[Python-ideas] Python 3000 TIOBE -3%

Mon Feb 13 06:16:09 CET 2012

On Mon, Feb 13, 2012 at 2:50 PM, Stephen J. Turnbull <stephen at xemacs.org> wrote:
> Masklinn writes:
>
>  > Why not open the file in binary mode in stead? (and replace `'*'`
>  > by `b'*'` in the startswith call)
>
> This will often work, but it's task-dependent.  In particular, I
> believe not just `.startswith(), but general regexps work with either
> bytes or str in Python 3.  But other APIs may not. and you're going to
> need to prefix *all* literals (including those in modules your code
> imports!) with `b`.  So you import a module that does exactly what you
> want, and be stymied by a TypeError because the module wants Unicode.
>
> This would not happen with Python 2, and there's the rub.

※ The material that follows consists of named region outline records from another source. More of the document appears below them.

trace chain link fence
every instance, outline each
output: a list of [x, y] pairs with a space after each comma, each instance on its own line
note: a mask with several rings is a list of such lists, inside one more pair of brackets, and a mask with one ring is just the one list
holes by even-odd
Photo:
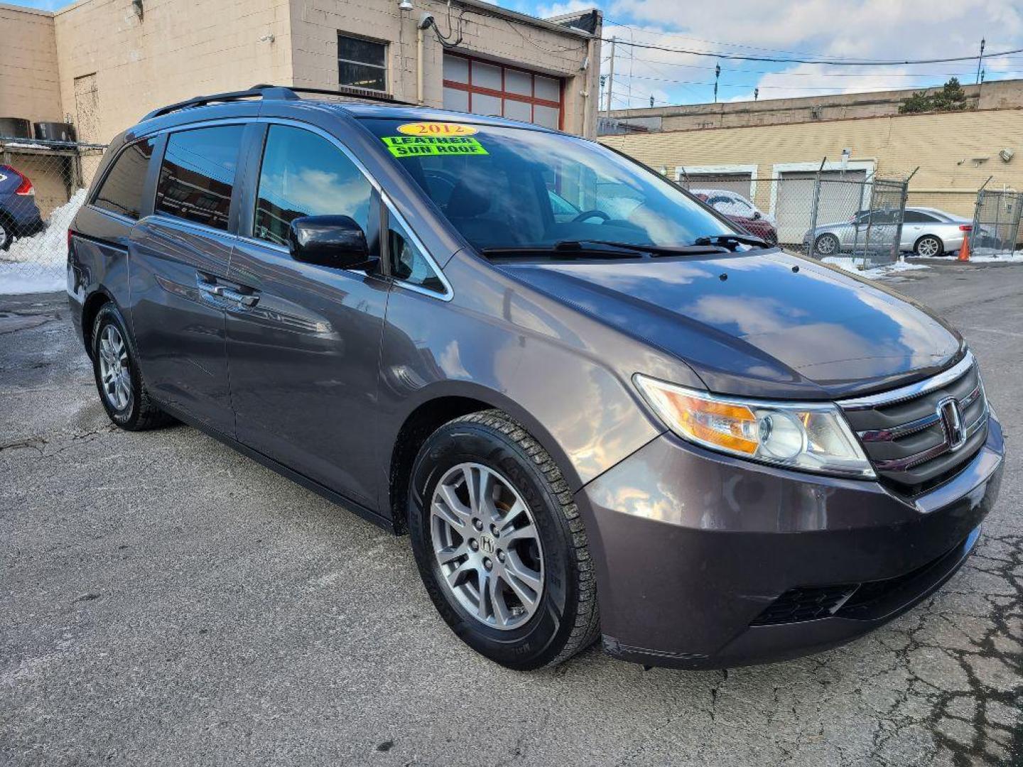
[[0, 294], [59, 290], [102, 144], [0, 138]]
[[813, 258], [849, 258], [864, 267], [899, 258], [908, 187], [903, 179], [820, 169], [775, 178], [682, 173], [678, 183], [783, 247]]
[[975, 256], [1012, 256], [1020, 242], [1023, 193], [981, 189], [970, 232], [970, 252]]

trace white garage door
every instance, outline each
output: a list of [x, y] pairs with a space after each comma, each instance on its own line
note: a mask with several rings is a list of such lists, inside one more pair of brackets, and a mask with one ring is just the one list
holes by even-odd
[[[687, 189], [725, 189], [727, 191], [739, 192], [747, 199], [751, 199], [750, 191], [753, 188], [753, 176], [749, 173], [690, 173], [687, 174], [690, 183]], [[685, 176], [679, 181], [684, 185]]]
[[[801, 244], [810, 228], [813, 215], [813, 185], [816, 173], [798, 171], [782, 173], [774, 196], [774, 217], [777, 219], [780, 242]], [[863, 181], [866, 171], [825, 171], [820, 174], [820, 200], [817, 205], [817, 225], [847, 221], [862, 206]]]

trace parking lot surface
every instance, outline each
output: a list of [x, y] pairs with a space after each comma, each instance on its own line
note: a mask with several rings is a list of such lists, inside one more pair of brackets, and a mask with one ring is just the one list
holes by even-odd
[[1005, 424], [978, 549], [852, 644], [708, 672], [485, 661], [407, 539], [193, 428], [117, 431], [63, 297], [0, 297], [0, 764], [1023, 764], [1023, 266], [888, 284]]

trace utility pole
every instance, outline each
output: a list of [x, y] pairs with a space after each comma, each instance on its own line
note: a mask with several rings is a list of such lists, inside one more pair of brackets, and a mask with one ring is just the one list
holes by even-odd
[[615, 41], [618, 40], [617, 37], [611, 38], [611, 66], [608, 69], [608, 104], [607, 111], [608, 117], [611, 117], [611, 96], [612, 92], [615, 90]]

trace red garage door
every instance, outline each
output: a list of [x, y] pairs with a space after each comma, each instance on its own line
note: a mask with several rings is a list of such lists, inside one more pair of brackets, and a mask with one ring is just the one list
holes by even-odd
[[444, 54], [444, 108], [562, 127], [562, 81], [516, 66]]

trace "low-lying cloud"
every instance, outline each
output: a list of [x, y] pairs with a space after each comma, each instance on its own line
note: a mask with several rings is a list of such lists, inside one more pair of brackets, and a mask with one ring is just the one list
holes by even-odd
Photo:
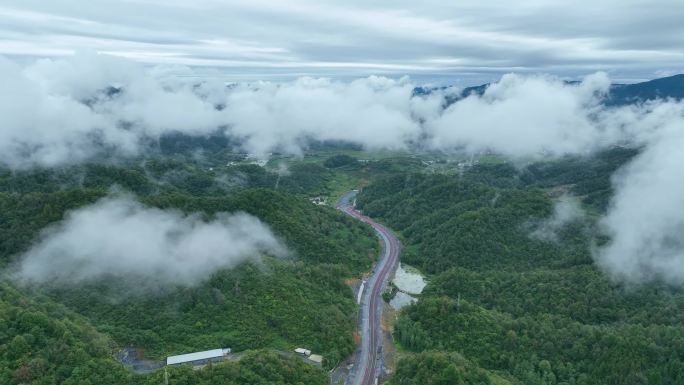
[[[182, 70], [182, 71], [181, 71]], [[0, 59], [0, 163], [52, 166], [134, 156], [165, 134], [220, 132], [244, 150], [301, 154], [311, 141], [512, 156], [590, 153], [625, 139], [646, 107], [607, 109], [603, 73], [567, 83], [505, 75], [445, 108], [460, 90], [416, 95], [408, 78], [301, 78], [226, 86], [189, 68], [145, 68], [93, 53], [20, 67]], [[645, 123], [649, 123], [648, 121]], [[650, 122], [649, 124], [653, 124]]]
[[103, 277], [193, 285], [220, 269], [285, 247], [259, 219], [244, 213], [199, 214], [146, 207], [128, 196], [74, 210], [47, 228], [19, 261], [16, 278], [77, 284]]
[[614, 176], [598, 262], [616, 279], [684, 284], [684, 124], [673, 120]]
[[[684, 284], [684, 243], [679, 240], [684, 229], [684, 184], [680, 183], [684, 103], [661, 100], [606, 107], [602, 98], [610, 79], [604, 73], [575, 83], [543, 75], [505, 75], [483, 94], [447, 105], [460, 90], [417, 95], [416, 84], [408, 78], [371, 76], [351, 82], [301, 78], [226, 86], [199, 82], [187, 68], [172, 72], [188, 76], [169, 76], [168, 68], [150, 69], [89, 53], [24, 67], [0, 59], [0, 164], [25, 168], [81, 162], [103, 154], [137, 156], [172, 133], [219, 132], [263, 157], [276, 150], [301, 154], [310, 142], [325, 140], [353, 142], [367, 149], [491, 150], [526, 159], [638, 146], [643, 153], [615, 178], [616, 195], [603, 221], [611, 242], [597, 251], [596, 258], [618, 279]], [[144, 225], [142, 219], [164, 224], [157, 226], [162, 230], [145, 227], [158, 245], [149, 246], [150, 253], [129, 250], [124, 254], [131, 257], [110, 261], [119, 255], [118, 243], [107, 241], [110, 237], [120, 239], [116, 233], [121, 231], [137, 239], [117, 225], [116, 215], [139, 226]], [[277, 251], [272, 234], [249, 218], [222, 216], [205, 223], [197, 217], [105, 200], [72, 213], [64, 224], [52, 228], [27, 255], [22, 271], [27, 278], [42, 279], [63, 269], [66, 275], [53, 279], [80, 280], [108, 272], [134, 274], [135, 269], [127, 266], [136, 263], [128, 262], [138, 261], [147, 266], [139, 271], [169, 280], [178, 274], [180, 281], [193, 281], [233, 263], [221, 261]], [[82, 226], [90, 220], [109, 227]], [[261, 238], [240, 232], [242, 222], [261, 230], [254, 232]], [[96, 234], [107, 228], [118, 230]], [[89, 242], [99, 243], [81, 245], [76, 240], [81, 231], [88, 234]], [[199, 248], [195, 258], [202, 263], [188, 262], [188, 245], [195, 245], [197, 237], [221, 231], [227, 234], [225, 239], [208, 242], [207, 247], [222, 253]], [[245, 240], [249, 242], [240, 243]], [[122, 244], [127, 250], [129, 245]], [[236, 249], [230, 244], [242, 246]], [[74, 253], [54, 252], [60, 248]], [[144, 260], [143, 254], [152, 257]], [[90, 255], [96, 255], [97, 261], [103, 258], [103, 264], [81, 266]], [[161, 255], [164, 258], [158, 258]], [[169, 256], [180, 261], [178, 266], [187, 264], [187, 269], [166, 266]], [[41, 268], [45, 261], [49, 263]]]

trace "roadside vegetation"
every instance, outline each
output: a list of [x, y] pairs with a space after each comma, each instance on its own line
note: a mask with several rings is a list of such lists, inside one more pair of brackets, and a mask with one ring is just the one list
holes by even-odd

The other trap is APIs like urllib.parse which explicitly refuse the
temptation to guess when it comes to bytes data, and decodes it as
"ascii+strict". If you want it to do something else that's more
permissive (e.g. "latin-1" or "ascii+surrogateescape") then you *have*
to decode it to Unicode yourself before handing it over.

Really, Python 3 forces programmers to learn enough about Unicode to
be able to make the choice between the 4 possible options for
processing ASCII-compatible encodings:

1. Process them as binary data. This is often *not* going to be what
you want, since many text processing APIs will either only accept
Unicode, or only pure ASCII, or require you to supply encoding+errors
if you want them to process binary data.

2. Process them as "latin-1". This is the answer that completely
bypasses all Unicode integrity checks. If you get fed non-ASCII data,
you *will* silently produce gibberish as output.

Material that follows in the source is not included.